Climbing aboard a U.S. Coast Guard airplane is stepping into a safe unknown. Serious warnings are issued before takeoff, but confidence drips from every Coast Guard member on board.

Don’t all cluster near the back if we have to maneuver to avoid hitting another craft mid-air. Don’t get too far to the rear of the plane when the back hatch is open. If you get sick, please, ask for a barf bag. Quickly.

Once airborne, all those glowing “fasten your seatbelt” signs on commercial airplanes seem silly amid fluffy turbulence.
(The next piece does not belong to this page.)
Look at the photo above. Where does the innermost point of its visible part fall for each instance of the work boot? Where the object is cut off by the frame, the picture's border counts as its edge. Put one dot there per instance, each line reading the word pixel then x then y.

Coast Guard members wander around the plane with steady feet and encourage all journalists aboard to do the same.

It’s a short runway, but an easy takeoff. It’s a small plane, but a smooth ride.

The base at Houma, La., is less than an hour’s flight to ground zero. As the plane approaches, reddish-orange ribbons begin to appear in the water, gathering in ferocity.
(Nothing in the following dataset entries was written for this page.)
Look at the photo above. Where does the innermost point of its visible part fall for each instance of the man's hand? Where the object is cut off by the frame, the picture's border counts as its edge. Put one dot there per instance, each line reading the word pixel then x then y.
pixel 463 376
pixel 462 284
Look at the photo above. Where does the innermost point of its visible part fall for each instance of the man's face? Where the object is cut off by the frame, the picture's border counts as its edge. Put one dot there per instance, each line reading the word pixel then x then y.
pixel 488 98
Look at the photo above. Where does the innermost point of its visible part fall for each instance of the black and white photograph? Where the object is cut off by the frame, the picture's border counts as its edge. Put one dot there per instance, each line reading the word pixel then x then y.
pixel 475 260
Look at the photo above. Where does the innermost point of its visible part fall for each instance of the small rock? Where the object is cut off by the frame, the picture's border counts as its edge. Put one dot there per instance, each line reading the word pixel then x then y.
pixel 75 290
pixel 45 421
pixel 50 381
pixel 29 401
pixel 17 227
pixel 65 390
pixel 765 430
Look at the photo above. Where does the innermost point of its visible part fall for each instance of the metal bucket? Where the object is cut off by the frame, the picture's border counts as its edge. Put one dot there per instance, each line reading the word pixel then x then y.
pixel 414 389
To give its passengers a better view, the HC-144A snaps open its crocodile jaw back end. The floor lowers, and the top presses upward, allowing a square of open air and clear sight.

What follows is still a peaceful ride. There’s no sucking sensation, or whipping wind. Passengers are free to move about the cabin, although the Coast Guard members lingering near the opening drag thin, strong lifelines that assure an unlikely fall won’t result in death.

The pilot glides about 1,000 feet above the site of the disaster, revealing a multitude of ships working the area. It provides a much different perspective of the spill that continues to cough up balls of tar on white beaches and consume wildlife without hesitation.

A few darts over the site, from different angles, and the plane heads home.
Pressure appears suddenly when the back closes up, erasing the brilliant rectangle of light.

Another 20-minute ride back, and the flight is over. Tomorrow’s jaunt promises to show little different than the changing position of the slick.